SA4QE 2015 - Thoughtcat - Colchester, United Kingdom
I've been taking part in this curious and lovely annual celebration since it started in 2002, and today was the first time I celebrated in tandem. I met my girlfriend Katy on Twitter after we got into a conversation about Russell Hoban, specifically The Medusa Frequency. Two years later we're still crazy about each other, in the full Hobanic sense of the word, although for logistical reasons we're not always able to be in the same city at the same time. This year though we made sure the two of us and SA4QE coincided near her home in a quiet hamlet a few miles downriver from Colchester, "the UK's oldest town".
I was wearing a special SA4QE t-shirt I'd had made years ago with a quotation from The Moment under The Moment on it:
It was a stunning bright winter day - not the sort that Russ himself liked (he was what Bob Dylan might have dubbed a rainy-day man) - on the river Colne. It was very quiet and the river was very high. Katy (her report is here) first posted a quotation from The Moment under The Moment on a lifebuoy stand, and then we walked up a little way to a jetty which had two yellow instructional signs on either side, each with a handy space for our quotations to be taped adjacent.
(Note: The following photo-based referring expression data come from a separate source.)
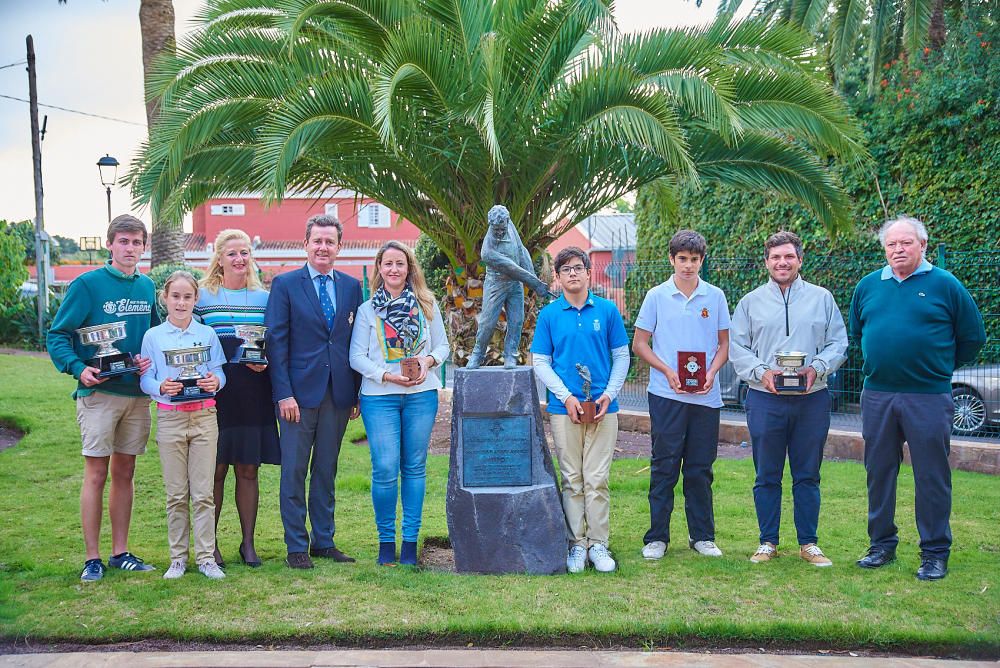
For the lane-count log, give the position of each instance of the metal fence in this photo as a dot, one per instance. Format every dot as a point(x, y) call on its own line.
point(976, 388)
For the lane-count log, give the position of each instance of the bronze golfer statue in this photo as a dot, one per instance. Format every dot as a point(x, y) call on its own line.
point(508, 266)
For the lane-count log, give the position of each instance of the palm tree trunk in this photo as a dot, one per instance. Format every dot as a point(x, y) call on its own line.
point(461, 305)
point(936, 32)
point(156, 23)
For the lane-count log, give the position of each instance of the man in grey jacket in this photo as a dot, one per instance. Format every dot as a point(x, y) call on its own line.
point(787, 314)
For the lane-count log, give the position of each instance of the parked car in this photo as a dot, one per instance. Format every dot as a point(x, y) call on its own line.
point(976, 393)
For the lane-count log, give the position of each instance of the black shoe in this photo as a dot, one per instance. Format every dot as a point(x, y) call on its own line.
point(127, 561)
point(298, 560)
point(331, 553)
point(251, 564)
point(386, 553)
point(408, 553)
point(93, 570)
point(877, 557)
point(932, 568)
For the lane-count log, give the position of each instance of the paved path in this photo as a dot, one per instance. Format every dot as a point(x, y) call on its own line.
point(461, 658)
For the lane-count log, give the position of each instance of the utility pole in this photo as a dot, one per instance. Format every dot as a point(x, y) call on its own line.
point(41, 238)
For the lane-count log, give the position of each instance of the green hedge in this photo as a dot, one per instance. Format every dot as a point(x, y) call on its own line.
point(933, 129)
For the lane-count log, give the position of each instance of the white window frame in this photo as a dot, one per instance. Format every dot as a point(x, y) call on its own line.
point(228, 210)
point(374, 215)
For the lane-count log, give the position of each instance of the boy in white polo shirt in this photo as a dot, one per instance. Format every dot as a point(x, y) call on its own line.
point(683, 314)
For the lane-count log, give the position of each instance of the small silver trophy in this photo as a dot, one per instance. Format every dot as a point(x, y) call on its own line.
point(588, 405)
point(187, 360)
point(790, 380)
point(110, 360)
point(252, 350)
point(409, 366)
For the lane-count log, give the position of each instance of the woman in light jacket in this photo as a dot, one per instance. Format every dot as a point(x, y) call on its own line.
point(401, 320)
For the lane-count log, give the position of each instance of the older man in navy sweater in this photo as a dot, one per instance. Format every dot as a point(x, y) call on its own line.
point(917, 324)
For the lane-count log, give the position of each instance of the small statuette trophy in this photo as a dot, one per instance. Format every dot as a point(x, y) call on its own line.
point(252, 350)
point(588, 405)
point(188, 359)
point(110, 360)
point(409, 366)
point(691, 369)
point(790, 380)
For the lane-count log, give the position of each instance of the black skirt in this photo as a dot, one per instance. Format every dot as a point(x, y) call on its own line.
point(248, 429)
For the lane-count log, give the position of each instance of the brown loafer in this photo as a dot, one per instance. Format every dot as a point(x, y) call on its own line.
point(298, 560)
point(331, 553)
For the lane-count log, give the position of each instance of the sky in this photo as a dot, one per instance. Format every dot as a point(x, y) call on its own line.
point(89, 58)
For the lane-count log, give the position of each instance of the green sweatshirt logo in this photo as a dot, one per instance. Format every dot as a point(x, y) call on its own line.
point(126, 306)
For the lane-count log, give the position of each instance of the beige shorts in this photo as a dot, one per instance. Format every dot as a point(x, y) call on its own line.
point(110, 423)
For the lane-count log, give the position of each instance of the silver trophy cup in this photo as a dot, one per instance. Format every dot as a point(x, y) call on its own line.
point(110, 360)
point(252, 350)
point(790, 381)
point(187, 360)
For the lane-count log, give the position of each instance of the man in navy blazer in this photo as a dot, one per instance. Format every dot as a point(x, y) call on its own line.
point(309, 317)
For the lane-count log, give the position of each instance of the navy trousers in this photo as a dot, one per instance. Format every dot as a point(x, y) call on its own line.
point(796, 426)
point(924, 422)
point(311, 446)
point(685, 440)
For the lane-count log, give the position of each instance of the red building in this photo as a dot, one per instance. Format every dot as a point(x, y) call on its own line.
point(278, 231)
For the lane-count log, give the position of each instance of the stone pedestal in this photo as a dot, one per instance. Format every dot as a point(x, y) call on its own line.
point(503, 507)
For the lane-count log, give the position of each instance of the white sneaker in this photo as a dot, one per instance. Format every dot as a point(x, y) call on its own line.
point(654, 550)
point(211, 570)
point(706, 548)
point(601, 558)
point(576, 561)
point(177, 569)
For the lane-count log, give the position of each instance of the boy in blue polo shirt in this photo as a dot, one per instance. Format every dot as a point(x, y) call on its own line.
point(578, 334)
point(683, 314)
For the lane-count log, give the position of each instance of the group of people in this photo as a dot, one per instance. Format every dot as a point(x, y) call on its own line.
point(332, 356)
point(916, 324)
point(329, 358)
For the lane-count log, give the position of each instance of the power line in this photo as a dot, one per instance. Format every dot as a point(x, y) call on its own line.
point(75, 111)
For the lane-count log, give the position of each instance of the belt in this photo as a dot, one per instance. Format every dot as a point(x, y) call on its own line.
point(187, 406)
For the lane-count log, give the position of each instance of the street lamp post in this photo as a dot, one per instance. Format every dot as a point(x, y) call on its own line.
point(108, 168)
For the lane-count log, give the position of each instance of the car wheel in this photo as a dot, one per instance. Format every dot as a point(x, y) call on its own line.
point(970, 411)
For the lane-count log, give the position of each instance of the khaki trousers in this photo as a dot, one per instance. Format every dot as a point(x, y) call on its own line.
point(585, 452)
point(187, 442)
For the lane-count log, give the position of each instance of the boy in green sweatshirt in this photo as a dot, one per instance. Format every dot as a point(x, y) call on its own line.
point(113, 413)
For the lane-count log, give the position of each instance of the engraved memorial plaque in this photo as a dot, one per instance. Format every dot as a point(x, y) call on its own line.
point(496, 451)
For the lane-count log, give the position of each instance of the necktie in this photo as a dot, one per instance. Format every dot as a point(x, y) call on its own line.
point(325, 302)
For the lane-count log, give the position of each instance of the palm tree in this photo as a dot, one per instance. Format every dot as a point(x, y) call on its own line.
point(442, 108)
point(156, 24)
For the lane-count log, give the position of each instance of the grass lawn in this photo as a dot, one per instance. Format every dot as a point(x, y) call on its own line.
point(683, 600)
We affixed our respective quotes at the same time. Mine was from The Medusa Frequency, not just our favourite of Hoban's books and the one that brought us together, but the first of his I read, back in the late 1980s. Who would've guessed what that would lead to.
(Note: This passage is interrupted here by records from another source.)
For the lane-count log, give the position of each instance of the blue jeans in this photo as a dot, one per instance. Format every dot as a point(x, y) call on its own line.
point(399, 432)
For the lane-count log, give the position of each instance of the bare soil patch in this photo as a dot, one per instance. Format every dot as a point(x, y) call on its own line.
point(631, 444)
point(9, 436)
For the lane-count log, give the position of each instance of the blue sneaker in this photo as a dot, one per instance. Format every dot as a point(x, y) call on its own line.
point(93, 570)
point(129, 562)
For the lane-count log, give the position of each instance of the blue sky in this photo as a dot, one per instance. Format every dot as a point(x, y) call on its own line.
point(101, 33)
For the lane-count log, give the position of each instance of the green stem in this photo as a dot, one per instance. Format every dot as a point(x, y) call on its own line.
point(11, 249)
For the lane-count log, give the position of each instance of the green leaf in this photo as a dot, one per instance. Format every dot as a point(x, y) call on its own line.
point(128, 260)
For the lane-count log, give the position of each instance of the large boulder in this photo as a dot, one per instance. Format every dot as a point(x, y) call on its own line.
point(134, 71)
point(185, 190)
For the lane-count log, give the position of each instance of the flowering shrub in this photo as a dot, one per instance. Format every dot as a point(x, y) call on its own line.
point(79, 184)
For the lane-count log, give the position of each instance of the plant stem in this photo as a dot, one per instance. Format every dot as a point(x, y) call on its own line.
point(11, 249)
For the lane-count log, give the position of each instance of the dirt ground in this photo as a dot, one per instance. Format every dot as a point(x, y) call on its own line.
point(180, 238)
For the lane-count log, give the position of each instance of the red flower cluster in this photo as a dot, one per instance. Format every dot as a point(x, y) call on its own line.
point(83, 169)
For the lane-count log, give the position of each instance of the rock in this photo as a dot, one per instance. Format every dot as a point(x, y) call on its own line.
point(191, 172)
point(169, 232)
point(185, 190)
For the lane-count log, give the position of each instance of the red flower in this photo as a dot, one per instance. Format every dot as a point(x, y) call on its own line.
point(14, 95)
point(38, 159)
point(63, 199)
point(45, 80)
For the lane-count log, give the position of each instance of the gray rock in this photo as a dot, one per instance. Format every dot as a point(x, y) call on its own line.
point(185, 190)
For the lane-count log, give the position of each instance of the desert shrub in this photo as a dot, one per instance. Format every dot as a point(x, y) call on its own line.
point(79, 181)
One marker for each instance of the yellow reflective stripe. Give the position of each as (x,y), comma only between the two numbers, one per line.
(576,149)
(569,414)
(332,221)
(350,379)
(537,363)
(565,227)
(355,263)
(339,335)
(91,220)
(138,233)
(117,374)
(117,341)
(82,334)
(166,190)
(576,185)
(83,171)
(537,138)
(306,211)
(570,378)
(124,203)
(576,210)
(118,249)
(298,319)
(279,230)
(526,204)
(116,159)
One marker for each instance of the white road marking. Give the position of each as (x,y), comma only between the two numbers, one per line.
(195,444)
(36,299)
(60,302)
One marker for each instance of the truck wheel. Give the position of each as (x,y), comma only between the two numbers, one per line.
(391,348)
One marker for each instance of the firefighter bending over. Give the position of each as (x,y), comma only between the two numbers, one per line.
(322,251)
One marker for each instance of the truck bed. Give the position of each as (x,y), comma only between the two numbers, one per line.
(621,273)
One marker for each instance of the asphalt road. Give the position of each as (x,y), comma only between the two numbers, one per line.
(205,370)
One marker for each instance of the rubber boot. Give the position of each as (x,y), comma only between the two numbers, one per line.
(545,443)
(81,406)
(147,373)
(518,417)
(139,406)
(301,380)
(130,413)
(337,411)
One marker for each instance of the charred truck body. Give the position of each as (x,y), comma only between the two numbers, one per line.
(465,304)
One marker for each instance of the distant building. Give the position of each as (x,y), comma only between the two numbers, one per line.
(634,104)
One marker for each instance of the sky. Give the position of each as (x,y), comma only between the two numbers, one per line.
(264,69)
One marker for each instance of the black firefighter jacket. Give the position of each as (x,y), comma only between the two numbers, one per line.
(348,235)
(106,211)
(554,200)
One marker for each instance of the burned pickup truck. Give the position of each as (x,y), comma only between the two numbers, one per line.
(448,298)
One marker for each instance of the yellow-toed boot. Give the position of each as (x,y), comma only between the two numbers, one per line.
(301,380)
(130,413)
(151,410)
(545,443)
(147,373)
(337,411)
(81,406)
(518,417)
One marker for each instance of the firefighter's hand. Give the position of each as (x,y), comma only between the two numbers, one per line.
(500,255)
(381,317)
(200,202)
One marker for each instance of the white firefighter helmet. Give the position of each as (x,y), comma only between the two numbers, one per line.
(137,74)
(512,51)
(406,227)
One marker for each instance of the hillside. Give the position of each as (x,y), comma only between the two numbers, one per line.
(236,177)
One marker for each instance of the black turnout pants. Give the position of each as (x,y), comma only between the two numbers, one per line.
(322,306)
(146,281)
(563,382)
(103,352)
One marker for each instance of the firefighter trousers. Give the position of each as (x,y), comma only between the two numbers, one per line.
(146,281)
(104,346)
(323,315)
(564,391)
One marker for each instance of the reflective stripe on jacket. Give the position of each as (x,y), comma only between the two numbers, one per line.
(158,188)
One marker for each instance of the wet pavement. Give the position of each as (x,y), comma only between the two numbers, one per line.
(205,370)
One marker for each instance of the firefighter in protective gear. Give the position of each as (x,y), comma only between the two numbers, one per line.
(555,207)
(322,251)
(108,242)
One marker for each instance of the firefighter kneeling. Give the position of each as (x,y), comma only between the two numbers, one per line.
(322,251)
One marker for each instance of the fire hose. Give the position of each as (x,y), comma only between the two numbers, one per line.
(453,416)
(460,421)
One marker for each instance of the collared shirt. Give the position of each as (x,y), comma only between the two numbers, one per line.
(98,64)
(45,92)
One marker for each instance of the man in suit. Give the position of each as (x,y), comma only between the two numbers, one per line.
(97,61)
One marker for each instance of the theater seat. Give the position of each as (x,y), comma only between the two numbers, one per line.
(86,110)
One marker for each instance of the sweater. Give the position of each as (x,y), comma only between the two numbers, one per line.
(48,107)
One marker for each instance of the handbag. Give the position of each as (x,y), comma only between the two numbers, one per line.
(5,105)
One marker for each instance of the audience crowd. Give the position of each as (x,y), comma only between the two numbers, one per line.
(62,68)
Pressure of work and, ironically, co-curating the Hoban website and Twitter accounts meant I left it late in the day to actually choose my quote. How to pick the perfect passage for this doubly-special occasion from the most romantic (as well as beautiful and lyrical) of novels? I gave myself up to chance, albeit probably by now somewhat de-chanced by my deep personal relationship with the book, and my eyes lighted on this paragraph. I trusted in the idea of it and went with it.
It was only when I came to write this later that I realised the quote was perfect for the occasion.
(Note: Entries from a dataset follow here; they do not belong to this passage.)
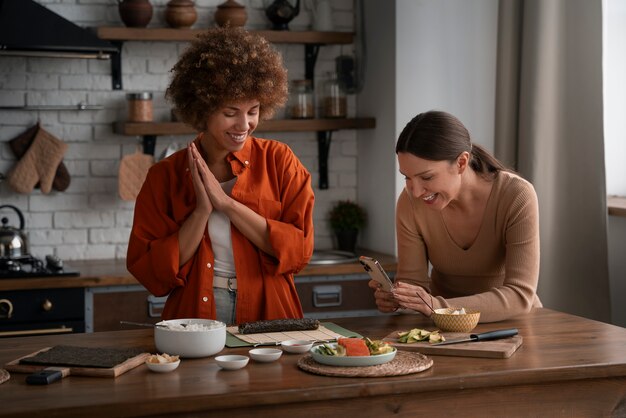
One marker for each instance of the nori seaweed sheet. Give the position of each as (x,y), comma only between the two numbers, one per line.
(279,325)
(72,356)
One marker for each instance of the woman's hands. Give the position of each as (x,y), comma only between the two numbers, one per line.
(209,193)
(412,296)
(384,300)
(403,296)
(210,196)
(203,201)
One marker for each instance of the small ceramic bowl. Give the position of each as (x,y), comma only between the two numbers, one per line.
(232,362)
(163,367)
(265,355)
(296,346)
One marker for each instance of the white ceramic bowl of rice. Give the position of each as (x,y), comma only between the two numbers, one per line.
(190,337)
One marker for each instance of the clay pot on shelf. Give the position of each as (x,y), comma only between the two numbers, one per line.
(180,14)
(281,12)
(135,13)
(231,13)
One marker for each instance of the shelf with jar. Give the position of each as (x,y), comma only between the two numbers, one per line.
(312,41)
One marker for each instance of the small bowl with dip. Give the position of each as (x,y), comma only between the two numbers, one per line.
(455,319)
(162,363)
(232,362)
(296,346)
(265,355)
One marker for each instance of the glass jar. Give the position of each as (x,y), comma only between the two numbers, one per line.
(300,105)
(139,107)
(334,103)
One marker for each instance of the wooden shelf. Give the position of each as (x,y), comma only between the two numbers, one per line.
(275,125)
(312,42)
(168,34)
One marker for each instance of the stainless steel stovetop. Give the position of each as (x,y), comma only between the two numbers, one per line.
(29,266)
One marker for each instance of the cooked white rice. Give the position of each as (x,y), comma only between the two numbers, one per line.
(195,327)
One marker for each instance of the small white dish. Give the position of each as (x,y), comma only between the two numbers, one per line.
(232,362)
(163,367)
(265,355)
(296,346)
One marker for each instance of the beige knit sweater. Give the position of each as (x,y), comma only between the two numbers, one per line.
(497,275)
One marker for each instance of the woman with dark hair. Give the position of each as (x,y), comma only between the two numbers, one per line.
(467,227)
(221,227)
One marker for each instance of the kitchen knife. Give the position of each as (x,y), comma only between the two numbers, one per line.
(485,336)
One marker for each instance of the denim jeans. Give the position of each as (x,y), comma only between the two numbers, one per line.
(225,304)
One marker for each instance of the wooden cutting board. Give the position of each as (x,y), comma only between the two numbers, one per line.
(82,370)
(503,348)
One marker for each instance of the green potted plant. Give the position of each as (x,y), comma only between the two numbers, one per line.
(346,218)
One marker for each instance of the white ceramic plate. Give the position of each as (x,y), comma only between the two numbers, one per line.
(353,361)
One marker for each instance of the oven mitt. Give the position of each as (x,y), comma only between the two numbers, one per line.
(38,164)
(132,174)
(19,145)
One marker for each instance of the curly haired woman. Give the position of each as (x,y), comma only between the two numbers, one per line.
(222,226)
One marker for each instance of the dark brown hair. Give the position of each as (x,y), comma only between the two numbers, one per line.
(222,65)
(439,136)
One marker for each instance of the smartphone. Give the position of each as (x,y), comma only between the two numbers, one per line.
(45,376)
(376,272)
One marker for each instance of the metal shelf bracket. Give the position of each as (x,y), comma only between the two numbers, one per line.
(116,66)
(323,150)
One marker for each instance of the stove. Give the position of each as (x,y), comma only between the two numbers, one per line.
(29,266)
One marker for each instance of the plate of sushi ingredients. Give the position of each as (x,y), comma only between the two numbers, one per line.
(353,352)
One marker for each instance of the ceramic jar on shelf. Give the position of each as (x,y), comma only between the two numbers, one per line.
(135,13)
(181,14)
(230,13)
(333,102)
(281,12)
(301,101)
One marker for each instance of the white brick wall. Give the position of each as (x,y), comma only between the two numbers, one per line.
(89,220)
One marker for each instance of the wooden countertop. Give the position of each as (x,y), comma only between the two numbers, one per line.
(97,273)
(566,366)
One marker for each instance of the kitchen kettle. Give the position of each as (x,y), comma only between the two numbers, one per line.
(13,243)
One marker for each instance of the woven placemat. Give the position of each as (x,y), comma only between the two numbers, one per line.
(4,376)
(403,363)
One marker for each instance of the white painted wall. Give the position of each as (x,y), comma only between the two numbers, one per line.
(89,220)
(422,55)
(614,65)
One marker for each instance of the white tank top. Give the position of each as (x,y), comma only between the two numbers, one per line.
(219,232)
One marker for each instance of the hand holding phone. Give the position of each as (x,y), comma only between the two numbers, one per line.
(376,272)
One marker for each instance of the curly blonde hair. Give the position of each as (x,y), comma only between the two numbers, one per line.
(223,65)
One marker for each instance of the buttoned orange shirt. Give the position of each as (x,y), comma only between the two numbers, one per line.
(272,182)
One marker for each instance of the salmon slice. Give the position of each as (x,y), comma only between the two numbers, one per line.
(354,346)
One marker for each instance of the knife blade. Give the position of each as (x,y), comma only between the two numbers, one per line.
(485,336)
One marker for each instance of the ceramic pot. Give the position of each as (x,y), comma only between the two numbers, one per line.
(281,12)
(180,14)
(231,13)
(135,13)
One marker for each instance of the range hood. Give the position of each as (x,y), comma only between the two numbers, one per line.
(30,29)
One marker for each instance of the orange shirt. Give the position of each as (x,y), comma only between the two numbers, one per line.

Katy then posted a third quotation, one from Fremder with a personal resonance, on the village notice-board. As we were walking away we noticed a man who had been working on the boat in the background of the photo above reading our quotes by the jetty; he walked away in our direction, smiling, but didn't say anything to us. We then descended on the local Co-op where, under cover of me buying a bag of sugar, Katy secreted strips of yellow paper with a quotation about the meaninglessness of reality amid a variety of groceries. All the while I was singing to myself an adaptation of The Smiths' classic, "Shop-situationists of the world unite..."
Then we went home and tweeted about our yellow-paper excursion.
Later we went back out briefly to see if the lifebuoy quote was still there. When we got there we were struck by the moon - a full moon, low in the sky, smeared with a yellow wash, reflecting over the low-tide mud. It was very cold but we warmed each other up with a hug. In the distance, on the other side of the river, the local commuter train slid home almost silently through the woods, seemingly endless, its yellow windows flickering through the bare trees. The lifebuoy quote was still in place; it was good to think that some great words might be thrown out to save someone having a bad day in the same way you'd throw the lifebuoy out to someone struggling in the river.
We didn't check the other quotes as it was so cold. When we came back we found a local Colchester Twitter account had replied to us about the quotes. This was the first time in my 13 years' experience of SA4QE of anybody finding and commenting on a quotation - the tweet helped, of course, but the tweeter did actually see it in situ, not just online.
@thoughtcat @Whimsykayak thank you for the poster. Hoping Edca leave it where it is.
— Colchestersoup (@colchestersoup) February 4, 2015
@thoughtcat @Whimsykayak we like random. We like random on our doorstep even better!
— Colchestersoup (@colchestersoup) February 4, 2015
Happy birthday, Russ, and thank you again for introducing me to Katy. I owe you one.